Senada dengan definisi diatas, Ibnu al-Jauzi mengatakan dalam bukunya yang berjudul (Talbiis Ibliis): “Bathiniyah adalah suatu kaum yang bertopengkan agama Islam, dan berasumsi bahwa teks-teks agama mengandung makna lahir dan batin. Al-Bathiniyah itu sendiri adalah golongan Syi’ah Isma’ilyah yang penamaannya dinisbahkan kepada imam Muhammad bin Ismail bin Ja’far[5] .
Dari keterangan diatas dapat difahami bahwa Bathiniyah adalah Syi’ah Isma’iliyah. Adapun dalam perkembangannya, Syi’ah Isma’ilyah Bathiniyah sering kali bertukar dan berganti nama, bergantung kepada tempat dimana ia muncul dan menetap. Seperti di Iraq dan di Bahrain dikenal dengan nama “al-Qaramithah”, di Khurasan dikenal dengan nama “at-Ta’limiyah”, di Mesir dikenal dengan nama “al-Fathimiyah”, di Syam (Suria,Yordan, Lebanon dan Palestina) dikenal dengan dua penamaan yaitu “an-Nushairiyah” dan “ad-Duruz”, dan khusus di Palestina terdapat penamaan lain yaitu “al-Baha,iyah”, di India dengan nama “al-Bahra”, di Yaman dengan nama “al-Yamiah” disamping penamaan aslinya “al-Isma’ilyah”, di daerah-daerah Kurdi dengan nama “al’Alawiyah”, di Turki populer dengan nama “al-Bakdasyiah), dan di negara selain Arab dikenal dengan nama “al-Babiyah”.
Namun mereka sendiri sebenarnya merasa lebih puas dan senang dengan penamaan aslinya, yaitu “al-Isma’iliyah”, sebagaimana yang ditegaskan oleh tokoh ulama mereka yang bernama Ali bin al-Walid (wafat 612 H) dalam bukunya yang berjudul “Daamighul Bathil wa Hatfu al-Munadhil”. (Bersambung)
Catatan:
- Zaidiyah dekat dengan Ahli Sunnah dalam Furu’iyyah mazhab Hanafi, dan masalah ushuliyyah aqidah dekat kepada aqidah Mu’tazilah.
- Untuk lebih jelasnya lihat desertasi penulis: “Mauqif az-Zaidiyah wa Ahli Sunnah min al-Aqidah al-Isma’iliyah wa Falsafatuha. Darul Kutub al-Ilmiyah, Bairut-Lebanon. 2009.

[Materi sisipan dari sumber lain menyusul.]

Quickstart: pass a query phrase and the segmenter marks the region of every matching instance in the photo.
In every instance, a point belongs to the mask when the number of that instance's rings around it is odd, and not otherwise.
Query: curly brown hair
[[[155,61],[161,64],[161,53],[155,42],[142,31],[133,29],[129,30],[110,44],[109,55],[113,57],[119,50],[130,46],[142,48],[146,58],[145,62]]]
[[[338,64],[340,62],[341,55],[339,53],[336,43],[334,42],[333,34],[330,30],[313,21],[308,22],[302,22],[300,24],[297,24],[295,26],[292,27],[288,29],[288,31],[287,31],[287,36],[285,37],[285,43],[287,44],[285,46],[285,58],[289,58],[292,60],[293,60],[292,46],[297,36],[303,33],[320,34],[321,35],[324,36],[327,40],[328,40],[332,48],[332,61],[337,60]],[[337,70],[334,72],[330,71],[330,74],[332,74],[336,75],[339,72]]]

- Lihat beberapa kamus: Lisanul Arab, Misbah al-Munir dll.
- Haqaaiq al-Ma’rifah fi ‘Ilmi al-Kalam, Ahmad bin Sulaiman, halaman 500, Muassasah Zeid bin Ali at-Tsaqaafi, Shan’a, Yaman, cet 1/2003. editor: Hasan bi Yahya al-Yusfi.
- Talbis Iblis, Halaman 124-125, Dar al-Kitab al-‘Arabi, Bairut, cet 1/1985. editor: Dr. as-Sayyid al-Jumaili.